The article states that the term "refers to the cluster of historically bound institutions, practices, and concepts that form a context within which cinematic media are used". In other words, how the film is made, how it is distributed and exhibited, shapes the experience of the film and thereby what mode of film it is. The experimental forms discussed in the article are "avant-garde cinema " and "artist film". However it goes on to state that there are other modes to consider, such as Art House Cinema which has "a set of formal conventions" that are "distinct from classical Hollywood cinema" (Hollywood being the second well known example). This distinction can help define the mode by its "norms of production, distribution, exhibition, and reception". Using these categories, one can emphasize the disparate qualities of experimental film and gallery art, and how each world uses the medium of film.


7. What are some of the key differences between the experimental and gallery art worlds in terms of production and distribution?

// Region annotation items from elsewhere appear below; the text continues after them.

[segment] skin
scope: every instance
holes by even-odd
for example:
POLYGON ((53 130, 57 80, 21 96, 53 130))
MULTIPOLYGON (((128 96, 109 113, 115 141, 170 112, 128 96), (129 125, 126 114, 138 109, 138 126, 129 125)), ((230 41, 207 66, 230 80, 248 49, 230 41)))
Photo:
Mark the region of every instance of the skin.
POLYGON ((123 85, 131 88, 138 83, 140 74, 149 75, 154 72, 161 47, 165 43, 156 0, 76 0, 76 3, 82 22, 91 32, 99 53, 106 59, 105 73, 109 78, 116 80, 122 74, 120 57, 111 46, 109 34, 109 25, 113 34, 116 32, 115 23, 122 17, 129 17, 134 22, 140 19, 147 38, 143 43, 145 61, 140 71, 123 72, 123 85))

-Experimental production has an emphasis on personal projects, the work of one specific author, with limited collaboration. The process of production is headed up largely by the filmmaker, who often stars in the film, shoots the film, edits the film, and so on.

-Artists' Film is far more collaborative, at times approaching the same structural scale of the mainstream filmmaking process (eg Cremaster series). There are often separate individuals responsible for cinematography, editing, sound, composing, costume, set, etc. However, there is still a specific "author" at work.

-Experimental distribution has adopted a small-scale version of mainstream film distribution (set rental costs, share of ticket sales, etc). While this is not profitable enough to allow much financial success, it does help sustain future projects.

-Whereas Experimental distribution is scarce based on a lack of funds, Artists' Film capitalizes on the set conventions of the art world where the scarcity of a product is seen as a contingent element that raises their value in the art world. Therefore, the prints are purposefully limited in order to garner the most money from the product as possible.